Apr 18 2010

Visual Studio 2010 released

On the 12th as planned, Microsoft released Visual Studio 2010. As an update it’s pretty extensive where not all of it’s good but it’s the way of the future so progress we must.

With it, the latest .NET Framework, 4, was available. This also includes a ‘client profile’ release of .NET 4 which I personally feel is a complete and utter waste of time only serving to confuse the hell out of developers and users alike. For the sake of a few MB, install the full runtime and ignore the marketing spin. if Microsoft were serious about runtime size, they’d have scrapped the .NET Framework for UI/desktop and moved everyone to Silverlight…

This brings me neatly to another release – Silverlight 4 (although delayed until the 18th).
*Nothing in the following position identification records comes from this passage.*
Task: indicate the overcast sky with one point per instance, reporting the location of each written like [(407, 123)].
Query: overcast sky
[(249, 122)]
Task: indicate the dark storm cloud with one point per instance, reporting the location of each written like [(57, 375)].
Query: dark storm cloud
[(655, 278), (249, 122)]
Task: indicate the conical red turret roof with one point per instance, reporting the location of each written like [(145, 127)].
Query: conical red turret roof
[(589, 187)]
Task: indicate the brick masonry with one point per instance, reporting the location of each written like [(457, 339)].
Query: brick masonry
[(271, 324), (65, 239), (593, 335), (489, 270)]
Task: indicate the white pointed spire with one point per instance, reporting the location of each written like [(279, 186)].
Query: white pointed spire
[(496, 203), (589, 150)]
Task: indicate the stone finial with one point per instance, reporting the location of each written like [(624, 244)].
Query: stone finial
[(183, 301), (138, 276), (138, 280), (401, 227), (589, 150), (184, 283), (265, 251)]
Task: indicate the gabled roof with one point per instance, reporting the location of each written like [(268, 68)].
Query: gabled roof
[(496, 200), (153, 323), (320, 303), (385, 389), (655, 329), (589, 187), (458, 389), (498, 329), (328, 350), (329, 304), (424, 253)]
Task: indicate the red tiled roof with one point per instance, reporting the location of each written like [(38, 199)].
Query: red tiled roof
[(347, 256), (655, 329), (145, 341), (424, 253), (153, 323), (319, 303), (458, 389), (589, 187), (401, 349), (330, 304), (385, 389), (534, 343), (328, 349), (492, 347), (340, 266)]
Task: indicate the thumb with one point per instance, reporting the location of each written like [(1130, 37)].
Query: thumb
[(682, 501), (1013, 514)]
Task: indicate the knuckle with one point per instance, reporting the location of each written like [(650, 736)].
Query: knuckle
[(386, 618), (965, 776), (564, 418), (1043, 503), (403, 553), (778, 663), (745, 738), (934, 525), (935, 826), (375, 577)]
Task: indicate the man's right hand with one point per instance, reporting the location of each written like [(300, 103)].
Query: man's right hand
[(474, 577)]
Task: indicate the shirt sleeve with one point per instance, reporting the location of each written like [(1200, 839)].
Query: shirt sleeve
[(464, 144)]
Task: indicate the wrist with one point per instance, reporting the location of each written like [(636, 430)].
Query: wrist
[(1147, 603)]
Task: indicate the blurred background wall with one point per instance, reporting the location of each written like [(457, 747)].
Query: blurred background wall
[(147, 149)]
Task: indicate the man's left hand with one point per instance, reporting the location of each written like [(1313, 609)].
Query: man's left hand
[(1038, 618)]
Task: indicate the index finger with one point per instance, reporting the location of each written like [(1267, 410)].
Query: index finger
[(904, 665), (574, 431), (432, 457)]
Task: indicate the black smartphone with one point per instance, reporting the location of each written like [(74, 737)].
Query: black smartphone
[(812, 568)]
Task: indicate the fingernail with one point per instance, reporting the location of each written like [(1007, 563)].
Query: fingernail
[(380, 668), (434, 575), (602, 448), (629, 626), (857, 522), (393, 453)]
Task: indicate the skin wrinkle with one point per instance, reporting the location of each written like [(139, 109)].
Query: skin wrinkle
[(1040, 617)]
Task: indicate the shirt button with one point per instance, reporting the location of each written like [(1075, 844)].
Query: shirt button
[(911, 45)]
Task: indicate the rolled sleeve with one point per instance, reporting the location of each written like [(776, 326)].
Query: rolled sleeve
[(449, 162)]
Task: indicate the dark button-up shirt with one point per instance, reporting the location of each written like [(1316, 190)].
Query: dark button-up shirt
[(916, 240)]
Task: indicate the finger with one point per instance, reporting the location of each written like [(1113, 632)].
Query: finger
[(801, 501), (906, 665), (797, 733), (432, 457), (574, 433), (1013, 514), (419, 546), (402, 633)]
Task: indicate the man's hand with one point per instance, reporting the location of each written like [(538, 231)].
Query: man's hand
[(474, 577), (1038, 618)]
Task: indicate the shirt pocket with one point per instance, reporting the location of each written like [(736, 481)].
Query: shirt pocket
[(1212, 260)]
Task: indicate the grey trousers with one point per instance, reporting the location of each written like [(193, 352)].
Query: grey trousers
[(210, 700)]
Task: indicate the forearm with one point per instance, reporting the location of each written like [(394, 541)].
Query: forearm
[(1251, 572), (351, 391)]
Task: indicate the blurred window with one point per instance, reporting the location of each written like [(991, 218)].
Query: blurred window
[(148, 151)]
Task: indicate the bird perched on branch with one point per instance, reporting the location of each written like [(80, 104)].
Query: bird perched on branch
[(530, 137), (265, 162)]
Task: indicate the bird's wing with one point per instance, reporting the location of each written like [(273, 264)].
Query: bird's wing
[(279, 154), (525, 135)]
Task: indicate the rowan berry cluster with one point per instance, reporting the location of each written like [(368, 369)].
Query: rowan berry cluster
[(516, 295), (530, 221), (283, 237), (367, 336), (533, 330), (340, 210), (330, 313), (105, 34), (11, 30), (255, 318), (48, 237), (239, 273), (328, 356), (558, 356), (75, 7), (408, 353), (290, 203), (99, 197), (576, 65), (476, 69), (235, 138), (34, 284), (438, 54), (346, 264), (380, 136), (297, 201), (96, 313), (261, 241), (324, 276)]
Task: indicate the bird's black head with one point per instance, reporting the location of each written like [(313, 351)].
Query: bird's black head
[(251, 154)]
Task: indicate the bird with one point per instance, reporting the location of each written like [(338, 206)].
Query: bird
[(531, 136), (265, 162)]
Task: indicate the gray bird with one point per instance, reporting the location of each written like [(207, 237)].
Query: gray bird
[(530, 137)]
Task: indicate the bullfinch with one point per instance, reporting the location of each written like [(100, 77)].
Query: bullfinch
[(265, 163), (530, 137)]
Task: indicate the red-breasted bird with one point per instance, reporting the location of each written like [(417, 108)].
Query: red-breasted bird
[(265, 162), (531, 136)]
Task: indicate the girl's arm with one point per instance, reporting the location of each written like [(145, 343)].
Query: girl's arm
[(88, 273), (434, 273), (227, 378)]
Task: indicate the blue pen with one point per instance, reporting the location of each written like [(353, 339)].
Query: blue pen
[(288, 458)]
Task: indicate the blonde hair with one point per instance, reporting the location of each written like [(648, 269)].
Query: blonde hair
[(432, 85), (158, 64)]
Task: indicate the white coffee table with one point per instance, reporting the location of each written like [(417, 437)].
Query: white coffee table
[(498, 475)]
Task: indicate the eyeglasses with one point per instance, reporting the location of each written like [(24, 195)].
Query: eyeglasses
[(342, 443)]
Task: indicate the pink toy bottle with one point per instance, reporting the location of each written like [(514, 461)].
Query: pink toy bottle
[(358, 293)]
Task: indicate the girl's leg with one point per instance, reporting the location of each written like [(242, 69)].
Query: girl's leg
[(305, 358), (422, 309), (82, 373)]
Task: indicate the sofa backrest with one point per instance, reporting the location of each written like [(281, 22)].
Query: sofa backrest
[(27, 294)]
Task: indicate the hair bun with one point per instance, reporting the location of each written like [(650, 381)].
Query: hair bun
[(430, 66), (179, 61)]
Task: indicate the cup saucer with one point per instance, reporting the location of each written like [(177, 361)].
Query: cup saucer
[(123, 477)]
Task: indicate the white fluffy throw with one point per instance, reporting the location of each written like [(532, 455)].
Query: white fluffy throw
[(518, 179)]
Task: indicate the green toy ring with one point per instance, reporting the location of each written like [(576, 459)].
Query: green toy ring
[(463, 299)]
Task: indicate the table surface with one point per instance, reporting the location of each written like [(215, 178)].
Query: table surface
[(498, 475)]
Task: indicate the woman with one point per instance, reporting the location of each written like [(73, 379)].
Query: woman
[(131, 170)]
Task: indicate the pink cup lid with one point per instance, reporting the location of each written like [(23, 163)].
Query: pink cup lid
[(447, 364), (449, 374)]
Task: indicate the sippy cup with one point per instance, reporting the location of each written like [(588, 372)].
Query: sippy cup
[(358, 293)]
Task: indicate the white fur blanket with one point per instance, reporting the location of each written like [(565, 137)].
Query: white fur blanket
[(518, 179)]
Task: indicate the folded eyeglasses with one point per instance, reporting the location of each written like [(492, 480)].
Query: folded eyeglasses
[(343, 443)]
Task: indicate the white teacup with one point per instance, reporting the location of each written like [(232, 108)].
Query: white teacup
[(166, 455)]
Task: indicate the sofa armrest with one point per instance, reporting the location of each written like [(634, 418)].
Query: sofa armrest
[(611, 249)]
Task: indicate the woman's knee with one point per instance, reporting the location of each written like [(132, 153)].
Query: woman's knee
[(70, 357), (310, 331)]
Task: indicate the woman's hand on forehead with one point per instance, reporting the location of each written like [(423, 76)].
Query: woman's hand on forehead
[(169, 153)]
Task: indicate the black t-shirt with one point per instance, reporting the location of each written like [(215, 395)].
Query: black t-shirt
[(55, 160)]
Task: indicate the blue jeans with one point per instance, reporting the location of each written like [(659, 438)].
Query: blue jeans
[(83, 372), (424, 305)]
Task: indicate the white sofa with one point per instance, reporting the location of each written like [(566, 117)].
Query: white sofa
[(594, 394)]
Somewhat strangely the development tools are provided at an RC2 release version. RTM is expected ‘soon’.

It must be hard to release so many ‘seperate’ things at once!

VS 2010 now sports a WPF editor integrated into the existing native framework. There are bits that look a little rough, it’s a little slower (not nearly as bad/[unusable] as the beta’s however), more resource hungry, etc. It does mark the return of the UI visual designer for Silverlight which seems a lot better than what they delivered in Vs2008. Hopefully they’ll stop diverting time to Blend or at least make the products use a single codebase.

Upgrades of existing projects seems to be as previous versions of Visual Studio. Most things just work! I did find some quirks however. A caveat is that I’ve not really kept up to date with the Vs 2010 pre-release versions so it’s likely the issues I’ve had could have been there all along.

  • .NET assemblies get upgraded to Vs2010 but their profile is set to .NET Framework 2.0 – even if they require a later revision of the Framework (3.0 & 3.5 in the case of my examples). Quick project properties edit sorted that.
  • Managed C++ projects fail to convert if they have been previously upgraded and the Vs2010 machines does not have the previous version(s) of VS to refer to. A quick hack of the project files to remove the ‘upgrade’ property page references sorted that.
  • I’ve still got the occasional issue where some C++ projects just fail to build and devenv has been seen to use 100% CPU whilst spawning MSBuild child processes that never generate any build output! Hopefully these annoyances will go away or get fixed PDQ.
  • Use of controls in a .NET 4 assembly. This could be a major issue or not. From what I understood the .NET 4 runtime can load multiple CLR versions in order to cope with re-use of existing assemblies. However, this didn’t seem to work too well during the build as the License creation failed not able to load the control. I must spend some more time on this to see if it’s my misunderstanding, an issue with the control or a complete can of worms..
  • Test projects will not run under anything other than Framework 4. Whether this will be an issue given the previous point I do not know yet!

If you get VS2010 for free (as in MSDN or other official channels) then you’ll no doubt be upgrading to keep within the license terms. I personally wouldn’t be rushing out to purchase VS2010 however. TFS 2010 on the other hand is a well rounded release and I’ll hopefully be updating our pre-release installation to RTM before too long.